WASHINGTON (Reuters) – U.S. Secretary of State Mike Pompeo said on Friday he had imposed visa restrictions on Chinese officials and others who have used or threatened to use violence, the release of private information or other coercive tactics to intimidate critics.
Pompeo did not name those sanctioned in a written statement in which he accused the Chinese Communist Party’s (CCP) United Front Work Department of coercing and bullying “those who would oppose Beijing’s policies.”
“The United Front frequently intimidates members of academia, businesses, civil society groups, and Chinese diaspora communities, including members of ethnic and religious minority communities who speak out against horrific human rights abuses taking place in Xinjiang, Tibet, and elsewhere in China,” he said, saying that its coercive tactics include the release of personal details of their targets, a practice known as “doxing.”

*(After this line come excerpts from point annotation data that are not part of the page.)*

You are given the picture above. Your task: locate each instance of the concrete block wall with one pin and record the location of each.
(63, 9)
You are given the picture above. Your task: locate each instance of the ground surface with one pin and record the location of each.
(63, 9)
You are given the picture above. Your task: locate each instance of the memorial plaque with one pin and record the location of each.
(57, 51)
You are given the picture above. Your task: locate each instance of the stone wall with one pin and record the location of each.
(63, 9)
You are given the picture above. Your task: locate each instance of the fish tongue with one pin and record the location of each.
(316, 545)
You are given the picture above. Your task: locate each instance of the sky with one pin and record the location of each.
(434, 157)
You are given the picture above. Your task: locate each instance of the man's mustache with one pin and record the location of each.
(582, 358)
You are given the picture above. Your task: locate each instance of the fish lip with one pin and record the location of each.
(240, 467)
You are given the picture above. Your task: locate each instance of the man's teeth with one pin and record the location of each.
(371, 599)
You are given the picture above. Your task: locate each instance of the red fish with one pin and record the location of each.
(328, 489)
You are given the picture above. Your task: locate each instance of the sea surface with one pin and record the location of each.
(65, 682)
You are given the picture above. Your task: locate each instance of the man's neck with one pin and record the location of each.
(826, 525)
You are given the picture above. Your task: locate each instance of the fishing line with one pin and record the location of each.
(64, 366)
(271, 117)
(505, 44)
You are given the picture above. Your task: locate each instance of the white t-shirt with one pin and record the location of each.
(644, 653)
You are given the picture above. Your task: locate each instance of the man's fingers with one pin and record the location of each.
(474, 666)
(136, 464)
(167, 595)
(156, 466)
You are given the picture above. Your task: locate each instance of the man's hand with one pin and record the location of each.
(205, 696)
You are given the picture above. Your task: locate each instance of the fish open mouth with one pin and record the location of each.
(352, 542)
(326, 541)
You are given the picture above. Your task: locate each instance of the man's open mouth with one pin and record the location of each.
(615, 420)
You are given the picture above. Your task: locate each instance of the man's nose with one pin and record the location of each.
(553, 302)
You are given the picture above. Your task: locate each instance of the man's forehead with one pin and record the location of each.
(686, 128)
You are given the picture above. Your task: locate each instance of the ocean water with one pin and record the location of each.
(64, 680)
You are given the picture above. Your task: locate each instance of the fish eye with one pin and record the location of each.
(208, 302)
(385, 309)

Pompeo said the visa restrictions would apply to those “who have engaged in the use or threat of physical violence, theft and release of private information, espionage, sabotage, or malicious interference in domestic political affairs, academic freedom, personal privacy, or business activity.”
He accused China of seeking to “co-opt and coerce” people in the United States and elsewhere to support its “authoritarian narratives and policy preferences” and called on Beijing “to end its use of coercion and intimidation tactics to suppress freedom of expression.”